Usta reklamcılar, genç reklamcılara şunu söyler: İyi bir reklamcının ilk olarak kendini satmayı bilmesi gerekir. Nedeni ise basit; reklamcı olduğunu söyleyen bir kişi, işverenin kendisini işe alması konusunda onu ikna edemiyorsa, tüketiciye pazarlamaya çalıştığı ürünü satması da imkânsızdır. Hikâyemizin başkahramanı Lukas Yla da bu söze kulak asmışa benziyor.
Litvanyalı pazarlama uzmanı Lukas Lya, Amerika’da işe girmek için sıra dışı bir strateji uyguladı. Hedefinde ise dünyanın en iyi 10 reklam şirketi ve 30 teknoloji şirketi vardı. Lya şirketlerin dikkatini viral kampanya, uygulama ya da afili bir portfolyoyla çekmek yerine çörekle çekti.
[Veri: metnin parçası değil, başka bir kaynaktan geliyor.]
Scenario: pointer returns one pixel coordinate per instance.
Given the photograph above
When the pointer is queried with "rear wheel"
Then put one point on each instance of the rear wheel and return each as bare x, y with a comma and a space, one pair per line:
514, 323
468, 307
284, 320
Lya, gittiği şirketlere Mr. Holmes Bakehouse’tan gelen yemek kuryesi olduğunu belirtti ve yetkili kişilere tatlı çörek sipariş ettiğini söyledi. Kutu kapağının içine de CV’sini yerleştirdi.
Kapak açıldığında karşılaşılan notta ise şöyle yazıyor:
“CV’lerin çoğunun sonu çöplüktür. Benimkisi ise sizin mideniz.
Merhaba,
Bu teslimat yanlış kişiye yapılmadı. CV’min size bizzat ulaştığından emin olmak için Postmates kuryesiymiş gibi davrandım.”Mektubun gerisinde de şöyle bir not var: “Size gösterişli bir tanıtım gibi görünebilir, ancak birçok reklam kampanyası gibi bu da buz dağının görünen kısmı. Bu, size ulaşana kadar birçok tekrarın ardından net bir şekilde hazırlanmış bir fikir. Rekabet ortamını, hedef kitlemin sıkıntılı noktalarını ve ulaştırmak istediğim mesajı inceleyerek SWOT analizini gerçekleştirdim. Kampanyayı hazırlamamın ardından, farklı büyüklükteki ve hedef kitledeki şirketlere A/B testi uyguladım. Offline dönüşleri ölçmek için özel bir URL kullandım ve bu sayede kampanyanın ROI ölçüsünü maksimuma çıkardım.”
Lya’ya asıl dönüş ise genellikle teknoloji şirketlerinden olmuş. Getirdiği paketlerin Grey ya da BBDO gibi şirketlerin yetkililerine ulaşıp ulaşmadığı konusunda pek emin değil, çünkü kendisinin bizzat paketi teslim etmesine izin verilmemiş. Resepsiyona bırakabilmiş.
Lya, bu dahiyane fikri uygulamak için 40’tan fazla paket hazırlamış. Sonuç? Şu ana kadar 10 görüşme gerçekleştirmiş. Bazılarında süreç hala devam ediyor. Geri dönüş oranıysa %25. Bu Lya’nın elde ettiği sonucun e-mail ile dönüş alma ihtimalinden 10 kat daha fazla demek oluyor.
Tatlı çöreğin soğuk bir e-mail ya da sıradan bir kağıt parçasından daha iyi bir seçenek olduğu bir gerçek; ancak Lya’nın planının tamamı dahiyane.